Hand-Roasted Kyo Bancha

What Is Hand-Roasted Kyo Bancha?

“Bancha” is the most difficult tea to define because it has different meanings and connotations according to the different regions. In Kyoto, “bancha” generally refers to “kyo bancha.” Kyo bancha is a tea which is fired and is made of larger and coarser leaves and stems, which are harvested after the gyokuro or tencha harvesting seasons are over. The leaves are too big and hard to knead after steaming, so they are dried as is and fired at high temperature in large iron pots right before being shipped out. This is how we produce our "Hand-Roasted Kyo Bancha."
Because kyo bancha has a unique sharp aroma, people either love it or hate it. Some are very surprised at its unique aroma and appearance when they first try (or see) it. Some say, “It smells like tobacco,” “It looks like fallen leaves,” or “It contains twigs like pencils.” However, it tends to make people “addicted;” they cannot enjoy Other Tea Variations once they are accustomed to it. Due to traditional hand roasting, our kyo bancha has an especially strong smoky fragrance and contains a lot of blackened leaves and twigs, but they are totally fine products.
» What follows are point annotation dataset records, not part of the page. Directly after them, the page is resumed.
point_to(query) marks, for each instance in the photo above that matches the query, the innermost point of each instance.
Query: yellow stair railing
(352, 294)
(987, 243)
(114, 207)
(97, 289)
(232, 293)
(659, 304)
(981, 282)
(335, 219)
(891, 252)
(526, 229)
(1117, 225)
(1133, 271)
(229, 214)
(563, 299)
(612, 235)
We highly recommend you to try it once!

Hand-Roasted Kyo Bancha

How to Make Good Cups of Tea (for two)

Unlike sencha or hojicha, Hand-Roasted Kyo Bancha is hard to brew in a regular tea pot and needs to be boiled in a kettle. The tea can be enjoyed hot or cold once the tea leaves are removed and is thus recommendable for everyday use.

  • Tea Leaves
    40g
  • Water Temperature
    100℃
  • Water Amount
    2-3L
  • Waiting Time
    2-3 minutes of boiling

(1) Pour 2-3 litres of water in a kettle and boil completely.
(2) Insert 40 g (2-3 heaping handfuls) of tea leaves into the boiling water.
(3) Continue boiling for approximately 2 minutes and remove the tea leaves. Boil longer when using a self-fill tea filter bag or similar.

When using a kyusu tea pot, break the tea leaves into smaller bits and pour boiling water over the leaves.